We’ve just been talking about junior doctors, and Rankin reflects: “business is far harder than they, or anyone, would ever imagine.” He’s keen to stress that, as a doctor, he stands behind his younger counterparts completely, but his time in business and the City has given him a parallel view.
“They’re not masters and mistresses of their professions yet, and the trouble is that lots of them are seeing people they went to school with earning much more than them. But it’s extremely difficult to get a job in the City – and you’re not guaranteed a job on good pay for life. Junior doctors are putting a lot in, but those people are putting in far more.”
But Rankin in a special case – and it’s clear that he was always going to be something of a hybrid. The son of missionaries, he spent much of his childhood watching the entrepreneurial work of his parents’ church in Papua New Guinea, setting up schools, hospitals and community projects.
“Being a doctor reminds you how little choice any of us really have in life. My parents valued education, I’m from a good country with little in the way of financial services – if you were bright at school, medicine was the way forward.

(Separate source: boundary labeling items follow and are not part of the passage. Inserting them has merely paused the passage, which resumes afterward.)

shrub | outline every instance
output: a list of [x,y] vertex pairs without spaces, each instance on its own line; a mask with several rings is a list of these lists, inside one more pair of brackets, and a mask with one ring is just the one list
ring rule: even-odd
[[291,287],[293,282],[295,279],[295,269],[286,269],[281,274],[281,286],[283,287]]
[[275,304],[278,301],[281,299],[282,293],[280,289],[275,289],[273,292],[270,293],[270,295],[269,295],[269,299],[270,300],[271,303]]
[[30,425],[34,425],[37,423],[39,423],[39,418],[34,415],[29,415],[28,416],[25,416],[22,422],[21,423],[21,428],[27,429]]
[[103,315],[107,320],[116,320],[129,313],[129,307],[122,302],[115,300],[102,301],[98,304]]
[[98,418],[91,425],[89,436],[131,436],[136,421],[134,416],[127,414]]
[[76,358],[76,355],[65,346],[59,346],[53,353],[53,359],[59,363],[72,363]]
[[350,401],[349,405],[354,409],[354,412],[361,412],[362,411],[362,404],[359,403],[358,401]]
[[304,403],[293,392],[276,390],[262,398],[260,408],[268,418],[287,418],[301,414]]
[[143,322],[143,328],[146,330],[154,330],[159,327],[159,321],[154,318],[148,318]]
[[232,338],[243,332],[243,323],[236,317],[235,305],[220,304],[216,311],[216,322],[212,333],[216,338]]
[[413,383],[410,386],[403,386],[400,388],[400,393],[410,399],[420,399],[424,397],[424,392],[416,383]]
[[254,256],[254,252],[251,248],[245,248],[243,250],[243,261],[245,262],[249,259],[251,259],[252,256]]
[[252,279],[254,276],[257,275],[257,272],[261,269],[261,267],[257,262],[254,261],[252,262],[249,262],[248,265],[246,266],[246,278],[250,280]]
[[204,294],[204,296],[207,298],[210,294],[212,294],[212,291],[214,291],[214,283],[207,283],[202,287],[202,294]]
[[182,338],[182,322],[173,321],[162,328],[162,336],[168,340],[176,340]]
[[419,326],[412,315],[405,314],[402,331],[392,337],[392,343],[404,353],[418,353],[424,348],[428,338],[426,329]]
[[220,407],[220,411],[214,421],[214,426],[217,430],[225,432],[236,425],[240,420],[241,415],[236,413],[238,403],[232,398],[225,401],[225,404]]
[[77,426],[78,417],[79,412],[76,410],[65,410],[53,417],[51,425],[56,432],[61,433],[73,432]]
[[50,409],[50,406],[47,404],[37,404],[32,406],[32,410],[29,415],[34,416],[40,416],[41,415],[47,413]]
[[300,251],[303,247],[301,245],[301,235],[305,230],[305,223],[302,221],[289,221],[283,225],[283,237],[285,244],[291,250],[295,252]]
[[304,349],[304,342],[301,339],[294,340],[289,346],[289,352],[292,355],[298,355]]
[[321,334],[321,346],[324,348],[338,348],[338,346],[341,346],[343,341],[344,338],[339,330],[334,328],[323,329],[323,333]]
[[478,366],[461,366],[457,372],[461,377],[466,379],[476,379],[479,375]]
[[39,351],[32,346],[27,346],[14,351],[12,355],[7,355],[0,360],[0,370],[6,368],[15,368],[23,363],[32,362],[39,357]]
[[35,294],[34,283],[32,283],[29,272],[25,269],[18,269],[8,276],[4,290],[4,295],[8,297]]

At the same time, I’ve got no doubt where my entrepreneurial streak came from.”
Institutionally backed to date, this month, London Doctors Clinic is embarking on a funding round on equity crowdfunding platform Crowdcube. “When crowdfunding first arrived, I thought it was a great idea. I remember years ago trying to buy shares; I rang a broker and was left feeling like an idiot. Of course there are pitfalls, but it’s a great opportunity for businesses and investors.”
Rankin is hoping that his patients will want to become his investors. “I’m looking for an exit in three to five years, and I think that will resonate with investors. I believe we can grow into an established healthcare provider – and there’s plenty of room for all of us in this market.”